A judging game created by Jackbox Games

Target Audience

This game is targeted at teenagers and college students. The game does have a “family friendly” setting but the prompts are targeted towards a more adult kind of humour. I would put it in the same category as Cards Against Humanity: a game that young adults can play during a casual hang out,  and might get even more fun in a party setting.

Formal Elements

  • Player Count: 3-8 players
    • One interesting twist is that there can be an audience of up to 10000 people, who can also engage in judging but cannot submit their own answers.
  • Length of Game: ~15 mins
  • Rules and Procedures:
    • The game has 3 rounds: In the first two rounds, each player is given two prompts to write an answer for. In the final round all players reply to the same prompt.
      • During the first two rounds, each prompt has 2 answers and the audience members who did not supply the answers get to vote on which one was funnier. The players get points divided by how many people vote for their answer.
      • In the final round, each player has 3 votes (they can distribute across multiple answers or double up on an answer, etc. )
      • The player with the most points at the end wins.
  • Player relationship: multilateral competition. This is interesting because each player might be pitted against multiple other players in the same round. You also have to know who you’re appealing to and what the group’s sense of humor is.
  • Resources: there are no additional resources, as this is a video game, the interface is really just your shared TV screen/monitor and your personal device on which you write your responses.

Kind of Fun

This game is social fun and also challenge. The game plays heavily on the social relationships between the players and the strategy of getting in the headspace of your fellow players who will be voting on your answers. The fact that voting is not anonymous also creates so many special moments of “come on!! how could you!!”.  You could also say that there is challenge, in that there is a strategy to winning (instead of voting for someone who has a ton of points, vote for the less funny one with fewer points). But I have found that most people don’t play it that way.

Why does it work

The game is compelling and it works because it plays on existing dynamics in friend groups,  while providing a nice framework of fun prompts. The prompts feel random, but they aren’t weird enough that you have to have a specific set of knowledge or sense of humor to participate.

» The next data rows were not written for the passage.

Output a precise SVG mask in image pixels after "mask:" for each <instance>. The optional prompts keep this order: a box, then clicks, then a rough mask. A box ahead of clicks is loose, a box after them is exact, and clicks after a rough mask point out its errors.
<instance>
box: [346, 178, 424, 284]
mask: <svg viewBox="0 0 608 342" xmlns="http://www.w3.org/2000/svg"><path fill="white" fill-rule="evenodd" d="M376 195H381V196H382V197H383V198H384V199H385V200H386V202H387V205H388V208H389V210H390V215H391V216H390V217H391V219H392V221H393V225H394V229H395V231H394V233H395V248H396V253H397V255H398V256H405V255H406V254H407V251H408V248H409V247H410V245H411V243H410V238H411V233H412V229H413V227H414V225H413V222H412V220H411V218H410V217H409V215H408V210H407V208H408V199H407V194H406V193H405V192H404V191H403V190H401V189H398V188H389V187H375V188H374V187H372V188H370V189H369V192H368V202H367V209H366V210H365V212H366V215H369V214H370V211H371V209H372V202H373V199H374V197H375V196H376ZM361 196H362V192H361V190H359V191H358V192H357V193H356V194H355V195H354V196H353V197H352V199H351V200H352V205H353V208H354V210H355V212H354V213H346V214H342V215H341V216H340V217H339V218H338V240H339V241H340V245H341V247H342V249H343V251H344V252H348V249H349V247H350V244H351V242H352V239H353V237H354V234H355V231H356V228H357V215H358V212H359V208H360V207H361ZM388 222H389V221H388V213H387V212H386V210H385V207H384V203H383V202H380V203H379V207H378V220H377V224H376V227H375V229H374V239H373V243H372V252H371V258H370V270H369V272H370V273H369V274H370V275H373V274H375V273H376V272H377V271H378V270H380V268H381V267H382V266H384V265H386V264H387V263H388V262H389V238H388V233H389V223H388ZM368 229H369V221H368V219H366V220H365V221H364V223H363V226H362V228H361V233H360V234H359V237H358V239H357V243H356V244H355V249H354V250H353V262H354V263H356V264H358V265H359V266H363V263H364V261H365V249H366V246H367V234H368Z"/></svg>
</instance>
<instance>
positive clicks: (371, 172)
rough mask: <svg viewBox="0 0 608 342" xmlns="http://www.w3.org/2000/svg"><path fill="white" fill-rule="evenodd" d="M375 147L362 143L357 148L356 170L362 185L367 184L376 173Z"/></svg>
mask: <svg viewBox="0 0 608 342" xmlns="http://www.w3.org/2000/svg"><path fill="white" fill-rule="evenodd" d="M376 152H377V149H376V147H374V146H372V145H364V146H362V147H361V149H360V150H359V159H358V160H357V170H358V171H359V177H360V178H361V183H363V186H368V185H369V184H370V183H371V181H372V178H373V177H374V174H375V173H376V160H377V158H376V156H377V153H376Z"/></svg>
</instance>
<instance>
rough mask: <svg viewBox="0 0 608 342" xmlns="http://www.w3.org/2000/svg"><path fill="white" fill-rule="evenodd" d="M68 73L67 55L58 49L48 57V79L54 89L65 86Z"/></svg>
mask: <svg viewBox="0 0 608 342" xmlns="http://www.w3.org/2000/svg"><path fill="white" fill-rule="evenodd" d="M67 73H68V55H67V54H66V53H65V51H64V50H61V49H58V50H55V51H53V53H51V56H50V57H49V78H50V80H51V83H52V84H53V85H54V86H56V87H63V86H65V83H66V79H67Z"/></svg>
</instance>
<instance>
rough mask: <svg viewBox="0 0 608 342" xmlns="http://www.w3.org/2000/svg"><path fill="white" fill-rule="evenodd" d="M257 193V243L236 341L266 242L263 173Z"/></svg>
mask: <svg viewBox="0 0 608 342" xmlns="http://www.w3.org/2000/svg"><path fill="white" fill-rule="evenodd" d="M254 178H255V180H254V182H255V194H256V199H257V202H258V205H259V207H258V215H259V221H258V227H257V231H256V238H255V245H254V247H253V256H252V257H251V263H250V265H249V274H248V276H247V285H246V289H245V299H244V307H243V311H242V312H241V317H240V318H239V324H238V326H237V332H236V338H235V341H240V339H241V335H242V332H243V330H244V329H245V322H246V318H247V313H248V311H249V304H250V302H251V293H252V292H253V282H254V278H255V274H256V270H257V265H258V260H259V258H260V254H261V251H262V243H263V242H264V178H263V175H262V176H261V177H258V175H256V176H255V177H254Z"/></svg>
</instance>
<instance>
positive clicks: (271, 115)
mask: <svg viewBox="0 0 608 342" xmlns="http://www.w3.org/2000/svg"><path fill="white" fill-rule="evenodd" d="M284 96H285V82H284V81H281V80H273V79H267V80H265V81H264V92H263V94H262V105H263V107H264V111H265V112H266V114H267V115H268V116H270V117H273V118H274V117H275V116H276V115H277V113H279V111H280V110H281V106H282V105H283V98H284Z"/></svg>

I think the game would be even more fun if there were ways to write your own prompts ( I could not find this function, but it might exist already).


Unlike Apples to Apples or Cards Against Humanity, Quiplash haas multiple judges for each round. In addition, you get to play an answer every round, and never have to sit out to be the judge. This is interesting because with other games there can be a bit more strategy (e.g. I know Polly is judging this round and she thinks ____ is funny) whereas with Quiplash you’re really just playing to the collective humor of the group because you don’t know who will be judging you. I think this is a better model.


This game doesn’t require you to get vulnerable, it is mostly just surface-level humor.